Children And Divorce
By Stephen Kreutzer
A recent statistic shows that almost half of all marriages end in divorce. Divorce is difficult for everyone involved, but maybe the hardest on children. Most often they experience many feelings that they do not understand. They go through a range of emotions and need their parents to understand. If you are going through a divorce getting to understand how your children are dealing with it is important.
When parents divorce they often put their children in the center of arguments and a game of emotional tug of war. To avoid this sort of thing parents need to work together. Even though their marriage is over they are still parents together. The child needs to understand many things about the divorce. Parents need to keep in touch with their children and understand the many feelings they may be having. Older children, especially, can go through periods where they act out as a way to cope with the divorce. Many times children feel the divorce is their fault. They may worry about the future and how to deal with other events, like parent's day at school. Both parents need to show the children that they can work together and not fight. At the same time it is important to let the children know that you are not getting back together. Establishing some sort of family structure is a necessity to help children get back to "normal".
Children will react different depending on their age. The following list explains a little about each age group and how they react to divorce.
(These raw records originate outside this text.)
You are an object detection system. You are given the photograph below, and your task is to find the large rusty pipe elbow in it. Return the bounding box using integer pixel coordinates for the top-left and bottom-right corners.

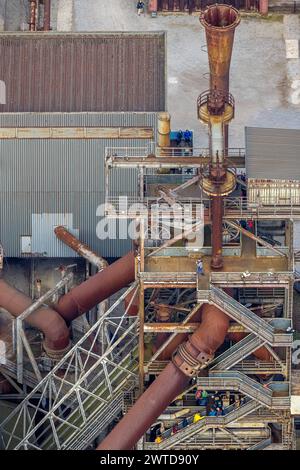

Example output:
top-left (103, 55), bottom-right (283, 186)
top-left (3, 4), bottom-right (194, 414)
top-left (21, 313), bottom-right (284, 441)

top-left (55, 251), bottom-right (135, 322)
top-left (211, 196), bottom-right (223, 269)
top-left (0, 279), bottom-right (70, 354)
top-left (97, 305), bottom-right (229, 450)
top-left (43, 0), bottom-right (51, 31)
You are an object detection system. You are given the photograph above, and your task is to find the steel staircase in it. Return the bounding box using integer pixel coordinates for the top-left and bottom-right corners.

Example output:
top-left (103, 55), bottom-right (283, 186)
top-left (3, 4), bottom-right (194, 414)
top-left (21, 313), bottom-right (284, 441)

top-left (197, 371), bottom-right (290, 409)
top-left (210, 333), bottom-right (265, 371)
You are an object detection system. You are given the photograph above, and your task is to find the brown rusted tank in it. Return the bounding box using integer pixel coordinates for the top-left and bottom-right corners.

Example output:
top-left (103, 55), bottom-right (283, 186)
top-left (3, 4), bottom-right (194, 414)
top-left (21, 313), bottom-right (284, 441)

top-left (200, 4), bottom-right (240, 93)
top-left (55, 251), bottom-right (135, 322)
top-left (97, 305), bottom-right (229, 450)
top-left (43, 0), bottom-right (51, 31)
top-left (0, 279), bottom-right (70, 354)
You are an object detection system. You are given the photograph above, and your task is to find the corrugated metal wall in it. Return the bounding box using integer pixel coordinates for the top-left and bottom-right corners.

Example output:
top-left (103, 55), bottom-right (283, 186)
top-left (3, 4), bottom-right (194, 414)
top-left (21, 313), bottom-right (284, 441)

top-left (0, 32), bottom-right (165, 112)
top-left (245, 126), bottom-right (300, 180)
top-left (0, 113), bottom-right (156, 257)
top-left (157, 0), bottom-right (259, 13)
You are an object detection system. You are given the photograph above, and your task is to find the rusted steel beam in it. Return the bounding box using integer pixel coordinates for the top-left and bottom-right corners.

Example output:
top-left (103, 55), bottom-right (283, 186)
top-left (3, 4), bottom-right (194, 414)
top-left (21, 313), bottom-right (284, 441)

top-left (0, 279), bottom-right (70, 352)
top-left (226, 220), bottom-right (288, 256)
top-left (0, 127), bottom-right (153, 139)
top-left (144, 323), bottom-right (199, 333)
top-left (55, 251), bottom-right (135, 322)
top-left (97, 305), bottom-right (229, 450)
top-left (54, 225), bottom-right (108, 271)
top-left (43, 0), bottom-right (51, 31)
top-left (211, 196), bottom-right (224, 269)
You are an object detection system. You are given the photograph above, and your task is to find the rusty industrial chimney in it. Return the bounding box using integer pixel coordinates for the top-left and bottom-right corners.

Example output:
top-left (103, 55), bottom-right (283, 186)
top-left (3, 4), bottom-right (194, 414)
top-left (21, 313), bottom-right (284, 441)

top-left (198, 5), bottom-right (240, 269)
top-left (200, 5), bottom-right (241, 93)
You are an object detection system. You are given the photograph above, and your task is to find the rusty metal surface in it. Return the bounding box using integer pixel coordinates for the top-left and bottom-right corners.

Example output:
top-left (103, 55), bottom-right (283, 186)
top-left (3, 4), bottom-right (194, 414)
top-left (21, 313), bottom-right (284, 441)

top-left (245, 126), bottom-right (300, 182)
top-left (157, 0), bottom-right (259, 13)
top-left (54, 225), bottom-right (108, 270)
top-left (97, 305), bottom-right (229, 450)
top-left (200, 5), bottom-right (240, 93)
top-left (0, 32), bottom-right (165, 112)
top-left (43, 0), bottom-right (51, 31)
top-left (55, 251), bottom-right (135, 322)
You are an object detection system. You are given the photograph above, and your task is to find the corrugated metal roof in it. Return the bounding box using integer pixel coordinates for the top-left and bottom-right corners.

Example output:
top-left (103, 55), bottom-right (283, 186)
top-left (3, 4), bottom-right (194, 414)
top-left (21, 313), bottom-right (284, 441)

top-left (0, 32), bottom-right (165, 112)
top-left (245, 126), bottom-right (300, 180)
top-left (0, 113), bottom-right (157, 257)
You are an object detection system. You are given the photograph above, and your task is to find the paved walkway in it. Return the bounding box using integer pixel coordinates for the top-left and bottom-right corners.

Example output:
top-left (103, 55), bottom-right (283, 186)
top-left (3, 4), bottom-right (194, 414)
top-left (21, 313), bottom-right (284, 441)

top-left (73, 0), bottom-right (300, 146)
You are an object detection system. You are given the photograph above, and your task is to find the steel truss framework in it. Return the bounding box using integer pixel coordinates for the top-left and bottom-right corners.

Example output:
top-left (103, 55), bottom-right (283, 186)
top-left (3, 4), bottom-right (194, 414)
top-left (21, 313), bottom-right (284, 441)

top-left (0, 283), bottom-right (139, 450)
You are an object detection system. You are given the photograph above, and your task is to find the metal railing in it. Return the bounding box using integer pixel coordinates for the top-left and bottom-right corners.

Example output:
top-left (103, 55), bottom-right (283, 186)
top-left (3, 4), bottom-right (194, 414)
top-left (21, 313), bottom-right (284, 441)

top-left (209, 333), bottom-right (265, 370)
top-left (209, 286), bottom-right (293, 346)
top-left (198, 371), bottom-right (290, 409)
top-left (210, 271), bottom-right (293, 286)
top-left (139, 271), bottom-right (197, 287)
top-left (0, 283), bottom-right (138, 450)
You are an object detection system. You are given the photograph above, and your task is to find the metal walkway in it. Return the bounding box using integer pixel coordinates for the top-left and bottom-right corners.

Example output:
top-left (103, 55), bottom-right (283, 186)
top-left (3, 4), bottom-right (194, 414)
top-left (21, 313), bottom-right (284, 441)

top-left (210, 333), bottom-right (265, 371)
top-left (145, 400), bottom-right (261, 450)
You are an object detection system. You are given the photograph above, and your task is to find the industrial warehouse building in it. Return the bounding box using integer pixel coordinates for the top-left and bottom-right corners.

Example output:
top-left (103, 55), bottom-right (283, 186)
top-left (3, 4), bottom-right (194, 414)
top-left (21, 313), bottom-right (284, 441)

top-left (0, 33), bottom-right (165, 258)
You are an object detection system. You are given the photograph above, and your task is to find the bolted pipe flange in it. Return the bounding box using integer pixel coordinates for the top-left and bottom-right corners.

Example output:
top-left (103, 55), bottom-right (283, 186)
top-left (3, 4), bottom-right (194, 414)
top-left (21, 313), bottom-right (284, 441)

top-left (43, 341), bottom-right (72, 361)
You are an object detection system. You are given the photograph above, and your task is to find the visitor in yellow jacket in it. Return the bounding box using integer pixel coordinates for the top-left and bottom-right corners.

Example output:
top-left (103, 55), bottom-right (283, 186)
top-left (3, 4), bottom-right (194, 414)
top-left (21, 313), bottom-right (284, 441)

top-left (193, 413), bottom-right (205, 423)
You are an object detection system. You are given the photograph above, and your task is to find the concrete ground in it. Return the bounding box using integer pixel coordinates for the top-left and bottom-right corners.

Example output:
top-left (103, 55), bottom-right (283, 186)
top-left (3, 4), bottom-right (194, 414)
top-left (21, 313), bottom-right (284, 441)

top-left (73, 0), bottom-right (300, 147)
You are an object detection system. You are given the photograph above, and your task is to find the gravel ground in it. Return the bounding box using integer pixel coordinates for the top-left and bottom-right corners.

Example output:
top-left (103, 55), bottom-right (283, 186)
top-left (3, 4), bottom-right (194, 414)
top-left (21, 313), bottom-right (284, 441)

top-left (73, 0), bottom-right (300, 147)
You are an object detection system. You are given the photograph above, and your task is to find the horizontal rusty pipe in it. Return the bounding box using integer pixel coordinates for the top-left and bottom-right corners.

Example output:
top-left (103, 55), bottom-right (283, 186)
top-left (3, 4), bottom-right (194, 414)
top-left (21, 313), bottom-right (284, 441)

top-left (211, 196), bottom-right (223, 269)
top-left (55, 251), bottom-right (135, 322)
top-left (97, 305), bottom-right (229, 450)
top-left (0, 279), bottom-right (70, 354)
top-left (200, 4), bottom-right (240, 93)
top-left (54, 225), bottom-right (108, 270)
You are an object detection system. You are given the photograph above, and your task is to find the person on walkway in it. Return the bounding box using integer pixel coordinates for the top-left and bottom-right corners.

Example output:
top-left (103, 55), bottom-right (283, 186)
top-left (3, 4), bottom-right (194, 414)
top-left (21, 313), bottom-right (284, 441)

top-left (136, 2), bottom-right (145, 16)
top-left (171, 424), bottom-right (179, 436)
top-left (195, 388), bottom-right (202, 406)
top-left (197, 258), bottom-right (204, 276)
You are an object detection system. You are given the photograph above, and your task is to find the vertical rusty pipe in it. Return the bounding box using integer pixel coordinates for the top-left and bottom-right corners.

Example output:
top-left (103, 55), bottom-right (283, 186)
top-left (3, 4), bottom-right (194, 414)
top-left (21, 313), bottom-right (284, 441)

top-left (157, 112), bottom-right (171, 148)
top-left (0, 279), bottom-right (70, 353)
top-left (54, 225), bottom-right (108, 270)
top-left (43, 0), bottom-right (51, 31)
top-left (55, 251), bottom-right (135, 322)
top-left (200, 4), bottom-right (240, 151)
top-left (211, 196), bottom-right (223, 269)
top-left (29, 0), bottom-right (37, 31)
top-left (97, 305), bottom-right (229, 450)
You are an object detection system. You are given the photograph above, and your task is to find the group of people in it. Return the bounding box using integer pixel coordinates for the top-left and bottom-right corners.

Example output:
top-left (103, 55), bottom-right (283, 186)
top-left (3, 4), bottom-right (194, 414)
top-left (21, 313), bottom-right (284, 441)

top-left (176, 129), bottom-right (193, 147)
top-left (136, 2), bottom-right (145, 16)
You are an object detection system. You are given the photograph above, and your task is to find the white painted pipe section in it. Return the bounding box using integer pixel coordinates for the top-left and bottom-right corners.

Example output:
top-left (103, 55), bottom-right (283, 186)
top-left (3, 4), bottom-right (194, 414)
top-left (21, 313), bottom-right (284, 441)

top-left (211, 120), bottom-right (224, 163)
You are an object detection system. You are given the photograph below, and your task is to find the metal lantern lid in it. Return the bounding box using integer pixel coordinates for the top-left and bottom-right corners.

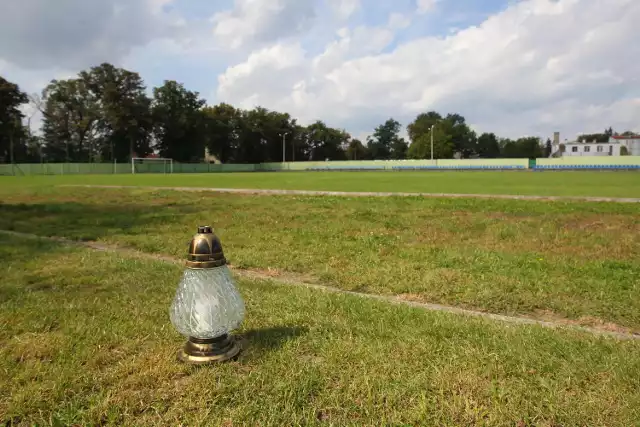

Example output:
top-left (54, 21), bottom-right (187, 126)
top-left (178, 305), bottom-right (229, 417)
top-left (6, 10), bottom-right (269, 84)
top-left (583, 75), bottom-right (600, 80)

top-left (187, 225), bottom-right (227, 268)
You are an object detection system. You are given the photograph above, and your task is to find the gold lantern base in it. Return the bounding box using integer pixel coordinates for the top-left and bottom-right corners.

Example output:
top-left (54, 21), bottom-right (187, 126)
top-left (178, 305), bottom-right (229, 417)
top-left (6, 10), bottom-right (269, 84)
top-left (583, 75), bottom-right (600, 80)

top-left (178, 334), bottom-right (240, 365)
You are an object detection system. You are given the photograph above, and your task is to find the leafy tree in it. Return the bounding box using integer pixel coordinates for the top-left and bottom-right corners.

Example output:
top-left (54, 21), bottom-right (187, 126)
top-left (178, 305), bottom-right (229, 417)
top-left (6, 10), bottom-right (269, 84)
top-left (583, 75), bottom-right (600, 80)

top-left (80, 63), bottom-right (153, 161)
top-left (346, 138), bottom-right (369, 160)
top-left (203, 103), bottom-right (242, 163)
top-left (408, 126), bottom-right (454, 159)
top-left (42, 79), bottom-right (100, 162)
top-left (40, 63), bottom-right (153, 161)
top-left (0, 76), bottom-right (28, 162)
top-left (367, 118), bottom-right (408, 160)
top-left (407, 111), bottom-right (442, 144)
top-left (407, 111), bottom-right (477, 157)
top-left (477, 133), bottom-right (500, 159)
top-left (303, 120), bottom-right (351, 161)
top-left (151, 80), bottom-right (206, 162)
top-left (436, 114), bottom-right (476, 158)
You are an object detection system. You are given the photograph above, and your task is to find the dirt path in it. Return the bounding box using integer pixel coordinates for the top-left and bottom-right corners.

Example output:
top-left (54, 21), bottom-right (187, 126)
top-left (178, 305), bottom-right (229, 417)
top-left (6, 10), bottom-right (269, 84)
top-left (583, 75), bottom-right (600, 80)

top-left (61, 185), bottom-right (640, 203)
top-left (0, 230), bottom-right (640, 340)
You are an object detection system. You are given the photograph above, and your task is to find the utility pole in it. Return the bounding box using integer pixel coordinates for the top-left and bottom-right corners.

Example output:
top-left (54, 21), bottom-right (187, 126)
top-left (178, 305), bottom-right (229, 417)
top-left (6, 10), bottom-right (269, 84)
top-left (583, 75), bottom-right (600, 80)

top-left (280, 132), bottom-right (289, 164)
top-left (431, 124), bottom-right (436, 160)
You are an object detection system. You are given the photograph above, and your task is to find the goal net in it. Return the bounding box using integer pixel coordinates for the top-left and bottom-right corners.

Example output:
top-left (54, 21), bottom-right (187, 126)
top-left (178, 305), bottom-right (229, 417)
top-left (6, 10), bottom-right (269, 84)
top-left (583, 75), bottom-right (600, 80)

top-left (131, 157), bottom-right (173, 174)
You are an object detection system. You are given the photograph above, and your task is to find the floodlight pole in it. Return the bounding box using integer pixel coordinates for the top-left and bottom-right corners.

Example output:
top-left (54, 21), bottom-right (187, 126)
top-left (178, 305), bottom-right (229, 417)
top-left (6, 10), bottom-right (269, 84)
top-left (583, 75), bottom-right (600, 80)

top-left (280, 132), bottom-right (289, 164)
top-left (431, 124), bottom-right (436, 161)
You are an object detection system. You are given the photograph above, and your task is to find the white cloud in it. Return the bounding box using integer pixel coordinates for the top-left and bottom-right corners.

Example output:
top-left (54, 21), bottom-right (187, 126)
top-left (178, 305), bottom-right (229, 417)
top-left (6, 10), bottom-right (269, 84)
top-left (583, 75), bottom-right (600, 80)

top-left (416, 0), bottom-right (439, 14)
top-left (212, 0), bottom-right (315, 50)
top-left (0, 0), bottom-right (640, 140)
top-left (214, 0), bottom-right (640, 136)
top-left (387, 12), bottom-right (411, 30)
top-left (328, 0), bottom-right (360, 21)
top-left (0, 0), bottom-right (179, 69)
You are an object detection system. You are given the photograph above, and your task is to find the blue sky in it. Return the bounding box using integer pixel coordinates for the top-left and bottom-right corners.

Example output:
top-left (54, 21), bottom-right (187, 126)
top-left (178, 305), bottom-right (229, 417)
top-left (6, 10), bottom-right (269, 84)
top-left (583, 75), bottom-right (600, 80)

top-left (0, 0), bottom-right (640, 138)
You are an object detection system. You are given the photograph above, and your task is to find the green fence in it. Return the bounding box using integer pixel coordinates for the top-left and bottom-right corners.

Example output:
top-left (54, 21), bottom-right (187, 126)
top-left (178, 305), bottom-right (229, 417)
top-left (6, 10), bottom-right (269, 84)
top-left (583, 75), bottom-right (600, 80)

top-left (0, 156), bottom-right (640, 176)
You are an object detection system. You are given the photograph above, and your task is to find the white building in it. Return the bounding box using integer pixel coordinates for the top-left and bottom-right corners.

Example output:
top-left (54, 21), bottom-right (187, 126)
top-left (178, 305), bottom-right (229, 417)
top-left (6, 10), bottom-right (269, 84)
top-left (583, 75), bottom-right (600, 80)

top-left (562, 141), bottom-right (622, 157)
top-left (609, 135), bottom-right (640, 156)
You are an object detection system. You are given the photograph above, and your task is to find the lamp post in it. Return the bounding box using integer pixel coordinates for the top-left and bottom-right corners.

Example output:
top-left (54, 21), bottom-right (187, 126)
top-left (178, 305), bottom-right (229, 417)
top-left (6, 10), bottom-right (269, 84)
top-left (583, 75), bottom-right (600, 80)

top-left (170, 226), bottom-right (244, 364)
top-left (280, 132), bottom-right (289, 164)
top-left (431, 124), bottom-right (436, 161)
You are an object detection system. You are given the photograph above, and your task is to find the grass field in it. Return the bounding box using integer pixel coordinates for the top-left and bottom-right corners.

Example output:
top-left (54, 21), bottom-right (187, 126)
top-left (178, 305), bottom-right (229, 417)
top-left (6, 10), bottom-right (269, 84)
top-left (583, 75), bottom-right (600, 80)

top-left (0, 171), bottom-right (640, 197)
top-left (0, 236), bottom-right (640, 426)
top-left (0, 173), bottom-right (640, 426)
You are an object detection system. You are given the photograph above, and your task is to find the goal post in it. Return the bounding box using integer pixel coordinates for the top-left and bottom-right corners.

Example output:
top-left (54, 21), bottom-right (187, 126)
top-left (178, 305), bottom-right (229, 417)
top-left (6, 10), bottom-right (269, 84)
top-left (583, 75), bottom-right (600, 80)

top-left (131, 157), bottom-right (173, 174)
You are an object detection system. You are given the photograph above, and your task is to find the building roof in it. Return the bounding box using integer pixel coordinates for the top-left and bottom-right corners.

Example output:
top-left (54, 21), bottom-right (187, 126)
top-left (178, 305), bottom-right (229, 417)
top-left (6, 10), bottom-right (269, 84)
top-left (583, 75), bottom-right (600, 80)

top-left (611, 135), bottom-right (640, 139)
top-left (560, 141), bottom-right (619, 145)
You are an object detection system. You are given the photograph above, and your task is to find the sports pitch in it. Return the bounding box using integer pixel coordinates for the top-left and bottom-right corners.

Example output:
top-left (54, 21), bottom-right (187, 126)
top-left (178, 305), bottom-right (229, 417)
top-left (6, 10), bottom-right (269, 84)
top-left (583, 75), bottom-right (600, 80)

top-left (0, 172), bottom-right (640, 426)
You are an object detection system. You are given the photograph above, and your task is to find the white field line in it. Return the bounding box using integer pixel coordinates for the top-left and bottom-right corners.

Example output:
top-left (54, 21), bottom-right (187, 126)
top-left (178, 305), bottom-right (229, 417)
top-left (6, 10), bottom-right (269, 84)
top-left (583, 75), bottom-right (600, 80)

Age 3-5: Regression to a more infantile state, problems sleeping, fear of separation
Age 6-8: Fantasies of parents getting back together, open emotions
Age 8-11: Anger, treat one parent as good the other as bad, take a caregiver role
Age 12-18: Depression, violent actions, judgmental of parents, develop anxiety about own relationships
Learning to help your children cope through divorce is possible the most important step in the divorce process. Children have no choice in the matter and may feel completely left out if their feelings are not recognized.